Scots Presbyterian Church, Land and Trees was listed on the New South Wales State Heritage Register on 2 April 1999 having satisfied the following criteria.

The place is important in demonstrating the course, or pattern, of cultural or natural history in New South Wales.

It is central to Kiama's development, built in 1863 to replace on earlier wooden building on the foreshore of the adjacent block beach.

The place is important in demonstrating aesthetic characteristics and/or a high degree of creative or technical achievement in New South Wales.

It is an unaltered sample of early English gothic architecture as interpreted by its architect Thomas Rowe.

The place has a strong or special association with a particular community or cultural group in New South Wales for social, cultural or spiritual reasons.

It has a central location in Kiama and has been in continuous use as a place of worship.

The place has potential to yield information that will contribute to an understanding of the cultural or natural history of New South Wales.

It has a wide variety of building materials both local and imported and employed a variety of trades and craftsman in its construction.

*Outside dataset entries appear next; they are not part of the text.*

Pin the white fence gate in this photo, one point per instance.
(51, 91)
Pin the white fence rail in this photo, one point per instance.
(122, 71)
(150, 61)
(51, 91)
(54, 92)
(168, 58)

The place possesses uncommon, rare or endangered aspects of the cultural or natural history of New South Wales.

The item is a rare example of the architects work in a basically unaltered form.

The place is important in demonstrating the principal characteristics of a class of cultural or natural places/environments in New South Wales.

The item is a good example of a new gothic influence transported into an Australian setting. It is representative because of its simplification of this theme and its functionality in a regional setting in a community establishing (in the 1860s) building.